Back home, Jane was receiving treatment for her lymphedema, a chronic condition many breast cancer patients develop, and her therapist noticed that the wound from the reconstructive surgery hadn’t closed and was in fact opening again. Ready to weather another storm, Jane took her referral and went to the Wound Treatment Center in Melville.
The staff at the Wound Treatment Center developed a treatment plan that called for Jane to make weekly visits for treatment. For a little over three months, Jane went to the Melville office for her weekly treatment, cheered by the support of the staff.
“They were wonderful, so helpful. The nurses were kind, answering all of my questions, and they were so knowledgeable, she recalls. “Dr. (Hillard) Warm made me so comfortable and assured me from the very beginning that everything was going to be okay. I believed him."
Together, the team healed the wound. Another storm passed.
Retired police officer Frank Gennari was searching hunting spots in Pennsylvania last fall when he tripped over a log and severely injured his leg. Never one to tread lightly, Frank got up with every intention of continuing with his trip. What he didn’t realize was that the neuropathy he’d developed after major back surgery left his leg too numb to register the degree of injury. Luckily, his hunting buddy urged him to get medical attention for the injury, which he did at a local Pennsylvania hospital.
When he returned home, his leg wasn’t much better and he found that the initial treatment of his wound wasn’t sufficient. He consulted orthopedist Richard Legouri, MD, who referred Frank to the Wound Treatment Center.
“The cut was so deep you could actually see the bone and it was already turning green, Frank recalls. “When I got to the Wound Treatment Center, Dr. Harold Joseph spent two hours cleaning and treating my wound."

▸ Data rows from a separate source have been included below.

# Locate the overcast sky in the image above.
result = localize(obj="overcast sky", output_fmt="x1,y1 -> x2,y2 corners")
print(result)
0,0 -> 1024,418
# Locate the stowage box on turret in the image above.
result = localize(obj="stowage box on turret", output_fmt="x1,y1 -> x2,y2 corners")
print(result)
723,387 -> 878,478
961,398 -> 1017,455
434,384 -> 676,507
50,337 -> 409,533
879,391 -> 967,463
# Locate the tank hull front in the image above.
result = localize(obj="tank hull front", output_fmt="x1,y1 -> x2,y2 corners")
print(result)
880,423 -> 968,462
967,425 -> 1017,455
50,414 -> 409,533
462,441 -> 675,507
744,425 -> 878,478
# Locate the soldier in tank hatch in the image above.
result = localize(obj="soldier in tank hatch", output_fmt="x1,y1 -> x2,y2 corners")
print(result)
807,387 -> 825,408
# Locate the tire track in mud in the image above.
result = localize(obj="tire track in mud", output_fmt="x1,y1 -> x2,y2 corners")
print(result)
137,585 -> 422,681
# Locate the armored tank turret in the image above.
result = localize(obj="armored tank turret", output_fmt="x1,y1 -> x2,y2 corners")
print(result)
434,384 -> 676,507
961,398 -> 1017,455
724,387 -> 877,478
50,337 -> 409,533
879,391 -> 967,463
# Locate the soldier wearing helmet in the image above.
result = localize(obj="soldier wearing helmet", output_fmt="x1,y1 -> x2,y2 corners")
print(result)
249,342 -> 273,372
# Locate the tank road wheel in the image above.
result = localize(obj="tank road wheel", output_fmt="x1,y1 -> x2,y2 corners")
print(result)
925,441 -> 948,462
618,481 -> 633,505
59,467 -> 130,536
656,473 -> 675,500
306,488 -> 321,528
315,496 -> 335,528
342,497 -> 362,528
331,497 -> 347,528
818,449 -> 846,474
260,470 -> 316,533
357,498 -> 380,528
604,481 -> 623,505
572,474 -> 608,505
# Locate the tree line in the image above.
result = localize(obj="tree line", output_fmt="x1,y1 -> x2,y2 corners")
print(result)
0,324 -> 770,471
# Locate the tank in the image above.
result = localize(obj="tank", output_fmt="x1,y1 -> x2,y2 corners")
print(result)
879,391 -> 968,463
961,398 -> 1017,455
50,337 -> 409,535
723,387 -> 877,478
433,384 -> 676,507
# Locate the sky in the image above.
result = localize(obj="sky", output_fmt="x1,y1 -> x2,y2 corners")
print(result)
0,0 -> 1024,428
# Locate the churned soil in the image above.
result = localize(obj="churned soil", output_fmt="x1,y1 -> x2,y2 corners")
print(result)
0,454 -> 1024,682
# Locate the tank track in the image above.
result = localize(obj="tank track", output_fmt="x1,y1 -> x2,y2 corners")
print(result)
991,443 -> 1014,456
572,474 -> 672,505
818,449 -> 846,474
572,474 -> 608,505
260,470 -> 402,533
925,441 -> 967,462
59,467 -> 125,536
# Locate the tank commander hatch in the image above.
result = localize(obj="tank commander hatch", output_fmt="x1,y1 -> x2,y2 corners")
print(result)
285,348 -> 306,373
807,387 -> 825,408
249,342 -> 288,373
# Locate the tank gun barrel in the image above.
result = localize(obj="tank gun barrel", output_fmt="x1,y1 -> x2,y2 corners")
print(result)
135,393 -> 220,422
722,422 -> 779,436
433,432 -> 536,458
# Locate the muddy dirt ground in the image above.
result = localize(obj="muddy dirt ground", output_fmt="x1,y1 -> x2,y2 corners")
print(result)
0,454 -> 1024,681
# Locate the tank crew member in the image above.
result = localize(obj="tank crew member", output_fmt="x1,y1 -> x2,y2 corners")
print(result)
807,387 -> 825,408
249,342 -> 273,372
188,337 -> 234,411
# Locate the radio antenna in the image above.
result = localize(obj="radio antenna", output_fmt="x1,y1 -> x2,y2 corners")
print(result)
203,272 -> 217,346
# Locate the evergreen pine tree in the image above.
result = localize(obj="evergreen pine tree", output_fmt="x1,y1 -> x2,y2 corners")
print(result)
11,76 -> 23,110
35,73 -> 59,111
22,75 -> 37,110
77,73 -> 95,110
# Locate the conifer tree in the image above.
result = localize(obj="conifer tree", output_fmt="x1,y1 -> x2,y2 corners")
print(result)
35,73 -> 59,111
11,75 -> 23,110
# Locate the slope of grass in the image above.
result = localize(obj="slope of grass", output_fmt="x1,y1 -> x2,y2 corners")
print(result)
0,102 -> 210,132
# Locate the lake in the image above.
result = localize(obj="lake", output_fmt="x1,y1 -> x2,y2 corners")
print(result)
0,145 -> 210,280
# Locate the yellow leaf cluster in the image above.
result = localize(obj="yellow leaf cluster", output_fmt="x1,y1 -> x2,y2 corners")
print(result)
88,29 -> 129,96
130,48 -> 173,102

Dr. Joseph took care of the immediate danger, but Frank still had work ahead of him. For his wound to properly heal, Frank was treated at the Wound Treatment Center by Dr. Warm weekly. On December 1, 2012, he was set-up at home with a specialized negative pressure wound therapy device that promoted healthy tissue growth.
For Frank, an active member of the Blue Knights motorcycle club, not being able to drive was a real sacrifice, but he understood the need.
“The alternative was losing my leg."
What helped was how quickly he could see the progress. “In one week’s time, I was amazed how much tissue was generated," he said.
He found that the weekly visits to the Wound Treatment Center weren’t a hardship either. “As soon as I got there, it was absolutely great. I never had to wait, they were always ready for me, and by New Year’s Eve, he turned the machine off for good."
Frank believes that had he not gone to the Wound Treatment Center, he might not be back on his feet, or his bike, or in the hunt.